Tony ouvre de grands yeux ronds :
— Mais j'ai aucun intérêt à faire ça ! répond-il en se tournant vers Spyke. Je suis avec vous, les mecs, depuis le début. Demandez à Greg, il va vous le dire ! J'ai pas envie de mourir, moi, je veux juste rentrer chez moi avec mon fric, c'est tout.
Je fixe Tony pendant un bon moment. S'il ment, il le fait à la perfection. J'interroge le Trappeur :
— Qu'est-ce que tu en dis ?
Greg scrute son collègue pendant quelques secondes, puis il dit lentement :
— Je pense qu'il dit la vérité, qu'il y a vraiment une route là-haut. Et si elle n'est pas sur la carte, elle sera moins surveillée.
— Moi j'ai une autre proposition, intervient Spyke à qui on n'a rien demandé. Je lui colle une balle dans la tête et on suit le plan comme prévu.
— Alors vous ne passerez jamais la frontière, fait Tony d'un air résigné.
— Katia ?
— Je fais comme tu dis, Jack, me répond-elle.
Si nous continuons sur cette route, nous rencontrerons immanquablement des gardes-frontière. Avec de la chance, je pourrai les payer et nous traverserons sans encombre. Sinon, il faudra se battre, et prendre encore des risques.
— Tu es sûr qu'elle est praticable, ta route ? je demande à Tony.
— Elle est un peu étroite et un peu raide, mais je l'ai déjà utilisée, même si ça fait longtemps, alors je pense que oui.

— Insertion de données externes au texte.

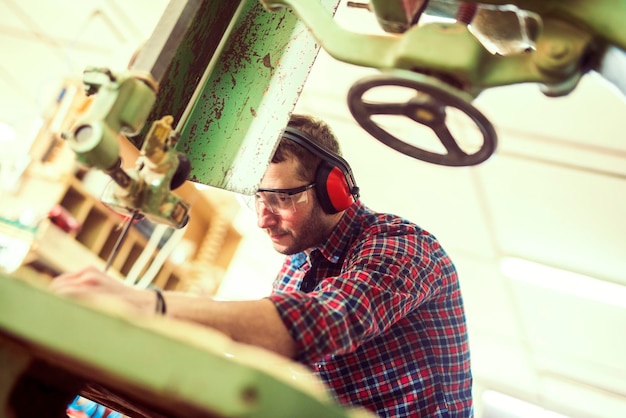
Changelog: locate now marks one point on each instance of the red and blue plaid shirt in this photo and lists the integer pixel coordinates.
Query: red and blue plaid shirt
(384, 325)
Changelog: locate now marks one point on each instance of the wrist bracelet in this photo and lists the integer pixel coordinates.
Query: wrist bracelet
(160, 305)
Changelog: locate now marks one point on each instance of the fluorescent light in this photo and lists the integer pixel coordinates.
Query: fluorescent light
(563, 281)
(499, 404)
(7, 132)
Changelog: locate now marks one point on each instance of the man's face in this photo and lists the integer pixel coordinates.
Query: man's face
(292, 231)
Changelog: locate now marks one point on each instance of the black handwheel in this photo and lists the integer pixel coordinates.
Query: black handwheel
(427, 107)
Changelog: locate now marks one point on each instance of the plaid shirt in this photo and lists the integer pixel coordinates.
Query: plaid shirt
(384, 325)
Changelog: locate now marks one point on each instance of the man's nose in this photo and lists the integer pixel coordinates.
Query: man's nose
(265, 217)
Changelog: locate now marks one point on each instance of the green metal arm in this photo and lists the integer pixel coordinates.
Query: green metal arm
(571, 39)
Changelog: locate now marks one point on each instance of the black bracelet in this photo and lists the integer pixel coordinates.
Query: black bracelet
(160, 306)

— Tu penses ? le reprend Spyke immédiatement.
— Ça sera toujours moins dangereux que de foncer droit vers un poste-frontière !
Il a raison, ça vaut le coup d'essayer.
— On va prendre la route dans la montagne, dis-je à tout le monde. Remontez en voiture, Tony tu viens à l'avant du van avec Spyke et moi, tu vas nous guider. Katia et Greg, vous suivez avec le pick-up.
Mais Spyke campe sur ses positions :
— C'est un putain de piège, Jack, il va nous la mettre à l'envers, il ne faut pas l'écouter !
— J'ai dit, on passe par la montagne. Monte dans le van, il faut partir.
Ce n'est pas le moment de tergiverser, il faut prendre une décision, la bonne, de préférence.
— J'espère que tu es sûr de toi, parce que je te préviens, si ça merde, ce sera toi le responsable ! m'accuse Spyke.
Au lieu de rejoindre le fourgon comme je le lui avais ordonné, il tourne les talons et va s'asseoir dans le pick-up à la place de Greg en claquant bien fort la portière.
— Bon, ben puisque c'est réglé, on y va, fait Katia avec un soupir, en retournant vers le siège conducteur du quatre-quatre.